Un vieux retratié sur un banc

Un Algérien de 69 ans, résidant sans papiers en France depuis neuf ans, est actuellement confronté à une Obligation de quitter le territoire français (OQTF). Nasserdine Laradji, très investi dans plusieurs associations à Valence, suscite un élan de solidarité de la part des citoyens et des élus locaux.

Installé à Valence depuis neuf ans avec sa famille, il s'est intégré à la vie locale et participe activement à plusieurs associations. Son histoire témoigne de la situation complexe des sans-papiers en France et suscite un élan de solidarité dans la communauté valentinoise.

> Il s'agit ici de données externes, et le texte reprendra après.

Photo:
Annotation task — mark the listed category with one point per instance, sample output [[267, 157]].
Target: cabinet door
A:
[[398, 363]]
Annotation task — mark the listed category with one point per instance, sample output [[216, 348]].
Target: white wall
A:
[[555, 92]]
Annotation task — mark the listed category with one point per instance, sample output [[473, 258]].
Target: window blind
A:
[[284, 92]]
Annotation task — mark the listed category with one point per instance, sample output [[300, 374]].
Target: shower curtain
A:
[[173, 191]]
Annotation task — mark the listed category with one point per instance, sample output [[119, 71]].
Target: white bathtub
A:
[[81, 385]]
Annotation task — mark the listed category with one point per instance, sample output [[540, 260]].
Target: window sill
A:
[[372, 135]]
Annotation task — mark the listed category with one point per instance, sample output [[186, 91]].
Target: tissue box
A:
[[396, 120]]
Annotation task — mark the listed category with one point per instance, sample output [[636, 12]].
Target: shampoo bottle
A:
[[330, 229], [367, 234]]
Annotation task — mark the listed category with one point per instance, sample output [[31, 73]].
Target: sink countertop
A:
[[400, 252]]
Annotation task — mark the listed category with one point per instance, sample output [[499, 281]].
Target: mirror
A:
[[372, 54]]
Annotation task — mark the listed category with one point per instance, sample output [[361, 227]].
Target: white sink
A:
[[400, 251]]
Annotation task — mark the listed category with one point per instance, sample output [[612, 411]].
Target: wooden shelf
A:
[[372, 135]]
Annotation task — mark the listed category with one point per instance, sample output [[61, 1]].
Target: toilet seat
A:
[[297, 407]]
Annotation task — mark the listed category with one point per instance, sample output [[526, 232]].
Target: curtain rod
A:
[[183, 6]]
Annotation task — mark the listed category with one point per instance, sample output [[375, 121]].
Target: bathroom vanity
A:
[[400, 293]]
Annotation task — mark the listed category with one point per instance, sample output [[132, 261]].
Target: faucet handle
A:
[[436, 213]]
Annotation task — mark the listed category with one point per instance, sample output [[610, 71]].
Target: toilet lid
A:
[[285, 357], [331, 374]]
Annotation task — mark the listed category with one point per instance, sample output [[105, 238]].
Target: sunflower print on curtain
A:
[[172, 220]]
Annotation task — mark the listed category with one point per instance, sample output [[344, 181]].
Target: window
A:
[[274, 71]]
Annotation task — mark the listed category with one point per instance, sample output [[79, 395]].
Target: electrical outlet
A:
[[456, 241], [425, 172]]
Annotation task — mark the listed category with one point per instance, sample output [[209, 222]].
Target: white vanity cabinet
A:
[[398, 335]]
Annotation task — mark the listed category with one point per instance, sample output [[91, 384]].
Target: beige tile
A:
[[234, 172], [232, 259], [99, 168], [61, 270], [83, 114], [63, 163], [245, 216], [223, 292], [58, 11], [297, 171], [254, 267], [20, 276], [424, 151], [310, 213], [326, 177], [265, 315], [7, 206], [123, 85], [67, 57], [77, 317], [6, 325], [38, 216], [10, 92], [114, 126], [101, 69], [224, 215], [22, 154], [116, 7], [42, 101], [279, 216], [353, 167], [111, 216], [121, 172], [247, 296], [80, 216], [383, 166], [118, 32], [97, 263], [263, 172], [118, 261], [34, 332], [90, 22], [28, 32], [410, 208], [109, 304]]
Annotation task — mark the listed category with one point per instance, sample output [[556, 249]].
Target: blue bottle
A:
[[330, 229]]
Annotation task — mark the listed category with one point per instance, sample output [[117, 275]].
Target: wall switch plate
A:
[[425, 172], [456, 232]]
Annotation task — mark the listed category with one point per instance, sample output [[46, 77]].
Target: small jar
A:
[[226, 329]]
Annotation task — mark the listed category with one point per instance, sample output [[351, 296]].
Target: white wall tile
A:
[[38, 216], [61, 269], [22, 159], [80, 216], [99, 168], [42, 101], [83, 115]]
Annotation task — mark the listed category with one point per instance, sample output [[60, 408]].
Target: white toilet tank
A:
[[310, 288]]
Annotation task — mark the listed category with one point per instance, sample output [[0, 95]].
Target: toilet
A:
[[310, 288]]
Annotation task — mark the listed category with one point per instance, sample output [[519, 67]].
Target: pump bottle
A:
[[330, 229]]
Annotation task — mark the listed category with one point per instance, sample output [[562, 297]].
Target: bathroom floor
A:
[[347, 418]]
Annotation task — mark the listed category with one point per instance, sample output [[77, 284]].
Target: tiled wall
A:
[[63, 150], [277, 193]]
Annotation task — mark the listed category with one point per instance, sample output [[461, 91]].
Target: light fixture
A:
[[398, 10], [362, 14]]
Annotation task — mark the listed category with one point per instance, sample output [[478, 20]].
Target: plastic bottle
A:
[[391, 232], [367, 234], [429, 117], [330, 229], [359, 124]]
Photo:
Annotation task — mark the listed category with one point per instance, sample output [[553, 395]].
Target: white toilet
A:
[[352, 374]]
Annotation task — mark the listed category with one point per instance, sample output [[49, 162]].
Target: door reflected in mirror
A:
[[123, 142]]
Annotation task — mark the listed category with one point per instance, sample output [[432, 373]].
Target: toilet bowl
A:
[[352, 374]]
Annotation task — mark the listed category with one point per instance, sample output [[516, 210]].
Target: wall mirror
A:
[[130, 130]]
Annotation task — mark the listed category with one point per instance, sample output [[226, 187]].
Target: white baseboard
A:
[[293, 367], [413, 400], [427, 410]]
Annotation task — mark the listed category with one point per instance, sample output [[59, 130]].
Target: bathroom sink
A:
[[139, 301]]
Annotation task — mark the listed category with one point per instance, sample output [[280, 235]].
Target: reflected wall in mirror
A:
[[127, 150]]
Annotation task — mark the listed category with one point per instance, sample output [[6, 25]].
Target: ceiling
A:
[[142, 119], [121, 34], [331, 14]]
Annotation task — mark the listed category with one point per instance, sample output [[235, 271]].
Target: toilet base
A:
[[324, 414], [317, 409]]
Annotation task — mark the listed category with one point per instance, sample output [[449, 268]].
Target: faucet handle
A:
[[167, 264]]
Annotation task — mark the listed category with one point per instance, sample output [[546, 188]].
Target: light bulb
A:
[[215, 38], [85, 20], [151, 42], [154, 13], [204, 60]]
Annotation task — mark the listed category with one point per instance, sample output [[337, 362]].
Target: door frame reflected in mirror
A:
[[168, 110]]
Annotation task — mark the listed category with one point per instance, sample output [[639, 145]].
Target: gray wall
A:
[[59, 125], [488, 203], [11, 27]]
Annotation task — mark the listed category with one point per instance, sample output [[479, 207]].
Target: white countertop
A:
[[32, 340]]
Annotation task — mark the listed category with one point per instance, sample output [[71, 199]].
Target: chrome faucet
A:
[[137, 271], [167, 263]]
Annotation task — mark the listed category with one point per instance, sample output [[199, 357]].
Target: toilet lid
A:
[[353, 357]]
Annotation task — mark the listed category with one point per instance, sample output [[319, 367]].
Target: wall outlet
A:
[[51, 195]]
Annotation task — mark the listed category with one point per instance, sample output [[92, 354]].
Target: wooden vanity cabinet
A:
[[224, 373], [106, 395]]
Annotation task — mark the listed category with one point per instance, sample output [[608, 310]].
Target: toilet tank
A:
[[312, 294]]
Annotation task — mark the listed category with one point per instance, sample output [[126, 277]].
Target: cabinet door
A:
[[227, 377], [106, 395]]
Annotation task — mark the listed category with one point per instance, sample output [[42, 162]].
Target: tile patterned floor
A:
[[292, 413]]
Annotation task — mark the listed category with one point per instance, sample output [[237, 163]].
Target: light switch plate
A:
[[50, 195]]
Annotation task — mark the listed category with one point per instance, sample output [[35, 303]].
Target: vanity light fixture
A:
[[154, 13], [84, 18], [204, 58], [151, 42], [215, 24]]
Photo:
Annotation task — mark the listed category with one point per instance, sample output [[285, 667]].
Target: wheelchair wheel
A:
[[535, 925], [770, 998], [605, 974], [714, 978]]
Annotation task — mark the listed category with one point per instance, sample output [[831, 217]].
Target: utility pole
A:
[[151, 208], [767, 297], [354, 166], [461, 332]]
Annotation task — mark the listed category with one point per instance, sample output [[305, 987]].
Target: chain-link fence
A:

Selon le quotidien Le Dauphiné, depuis la réception de l'OQTF, le ressortissant algérien est rongé par l'anxiété. Ses nuits sont agitées, son appétit a diminué et il se bat pour dissimuler son mal-être derrière un sourire timide. Sa femme, Naïma, craint qu'il ne sombre dans la dépression. Ancien ingénieur en Algérie, Nasserdine a fui son pays il y a neuf ans pour échapper à des menaces dont il ne souhaite pas parler. Lui et sa famille vivent depuis dans la clandestinité à Guilherand-Granges.

Ce contrôle routier qui attire l'OQTF

Le destin de Nasserdine a basculé fin mars 2023 lors d'un contrôle routier. Son passeport a été confisqué et il a reçu une première OQTF. Depuis, il est contraint de se présenter chaque jour au commissariat de police à 8 heures du matin pour signer une feuille de présence, une routine oppressante qui pèse lourdement sur son moral.

Face à ce qui est considéré comme une injustice dans sa région de résidence, une vague de solidarité s'est levée à Valence. De nombreux Valentinois, membres d'associations locales, se mobilisent pour soutenir Nasserdine et empêcher son expulsion. Ils organisent des manifestations, collectent des signatures et contactent les autorités pour faire entendre leur voix.

L'histoire de ce ressortissant algérien est emblématique des difficultés que rencontrent les sans-papiers en France. Confrontés à une administration inflexible, ils vivent dans la peur constante d'être renvoyés dans leur pays d'origine, loin de leurs familles et amis.